Große Einmütigkeit zeigten die SPD-Delegierten beim Programmparteitag.

Marl. Eine Stadt, in der Solidarität groß geschrieben wird, die auch Menschen mit kleinem Geldbeutel nicht ihrem Schicksal überlässt: Dieses Bild malten am Freitagabend 50 SPD-Delegierte beim Programmparteitag ihres Stadtverbandes. Bei aller Harmonie gab es allerdings viel Groll und Empörung gegen Uwe Göddenhenrich.

Die Sozialdemokraten sehen den CDU-Politiker nicht nur als Wahlkampf-Gegner, der einen scharfen Ton anschlägt. Dass Göddenhenrich im letzten Rat Altbürgermeister Rudi Heiland als "vorbestraft" bezeichnete, weil er in der Nazi-Ära wegen Hochverrats verurteilt wurde, bringt die Sozialdemokraten in Rage. Ratsfraktionschef Peter Wenzel gestern beim Parteitag: "Das ist so, als würde sich jemand vor das Bonhoeffer-Denkmal stellen und sagen: ‚Der war doch vorbestraft.‘"

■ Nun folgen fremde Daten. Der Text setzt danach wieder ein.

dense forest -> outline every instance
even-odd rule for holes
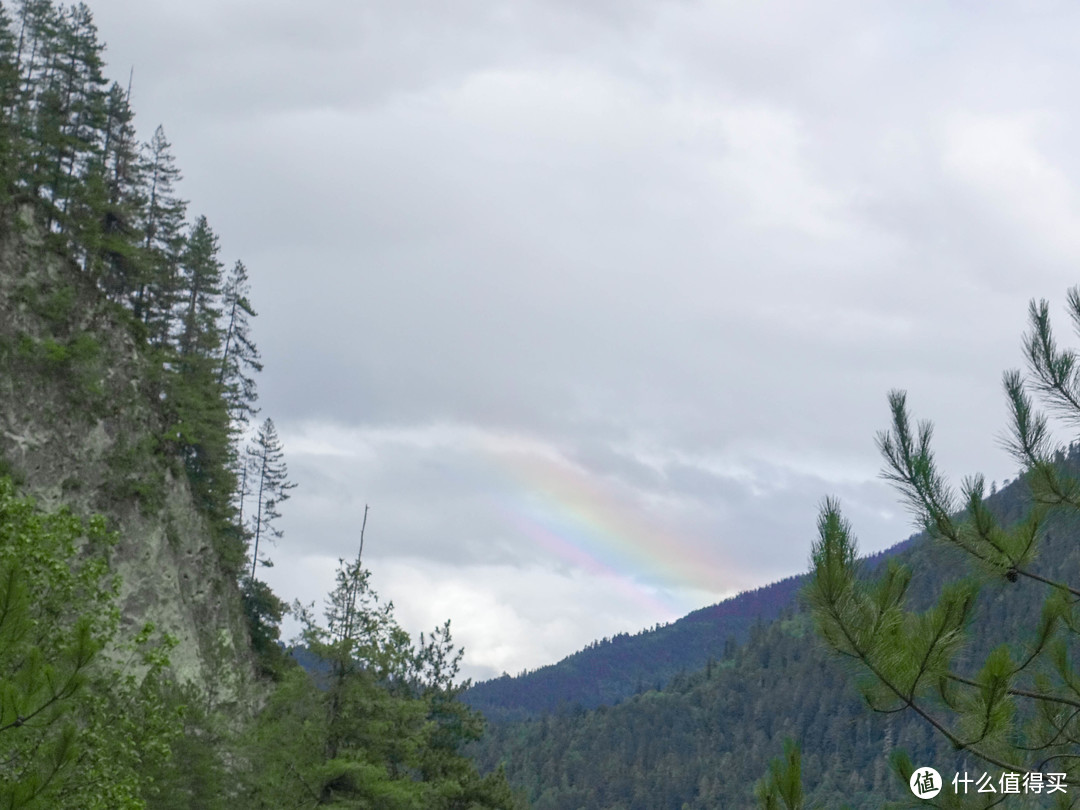
[[[85,5],[0,7],[0,806],[518,806],[461,753],[448,625],[410,638],[359,559],[294,608],[323,675],[280,644],[258,568],[295,483],[247,268],[179,180]]]
[[[599,639],[556,664],[476,684],[464,699],[488,718],[520,720],[612,705],[646,689],[661,689],[680,673],[730,656],[755,624],[790,608],[802,585],[803,577],[788,577],[667,625]]]
[[[1080,468],[1075,448],[1068,464]],[[1030,509],[1026,483],[1004,487],[989,505],[1003,521],[1019,520]],[[1041,575],[1080,570],[1077,530],[1075,520],[1048,529]],[[964,565],[925,534],[893,559],[913,571],[908,596],[917,609],[931,606]],[[881,562],[863,561],[864,574]],[[986,588],[968,660],[985,656],[1000,636],[1026,637],[1040,610],[1037,588],[1008,580]],[[753,807],[755,783],[787,738],[802,748],[806,807],[869,810],[910,799],[890,765],[899,751],[943,774],[990,770],[910,713],[868,711],[854,674],[826,651],[799,601],[779,620],[755,626],[745,644],[663,689],[591,711],[567,702],[560,711],[495,722],[473,753],[482,766],[503,763],[537,810]],[[1054,805],[1045,799],[1040,806]]]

Beispielhaft soll die Stadt Marl sich entwickeln, wenn es darum geht, auch in Zeiten knapper Kassen ein funktionierendes Gemeinwesen zu erhalten. Das soll so im Programm stehen, es gab bei keinem Votum Gegenstimmen. So verwies Wenzel in seiner Ansprache zum neuen Kommunalwahlprogramm für die Zeit bis 2020 auf viele Kontakte und Gespräche mit Blick auf das nahe Ende des Bergbaus. Der Marler Bundestagsabgeordnete Michael Groß hatte erklärt: Er rechne damit, dass aus Berlin nach Marl flössen. Ein weiterer Schwerpunkt des Programms: die Forderung nach geeigneten Wohnungen für Menschen, die nicht mehr mühelos über Treppen steigen können. Die SPD will nach Wegen suchen, etwa Senioren zumindest den Verbleib in ihrem Stadtteil zu ermöglichen.

Scharf verwahrte sich Wenzel gegen alle Forderungen, keine weiteren Sozialwohnungen nach Marl zu holen: "Die Leute, die darin wohnen, sind uns genau so lieb wie die Menschen, die die Taschen voller Geld haben."

Weiter stark machen will sich die SPD auch dafür, so viele Betreuungsplätze wie benötigt für unter dreijährige Kinder zu schaffen. Viele Familien brauchten Unterstützung. Wenzel: "Wir haben es heute mit Kindern zu tun, die im achten Lebensjahr schon den vierten Vater kennengelernt haben."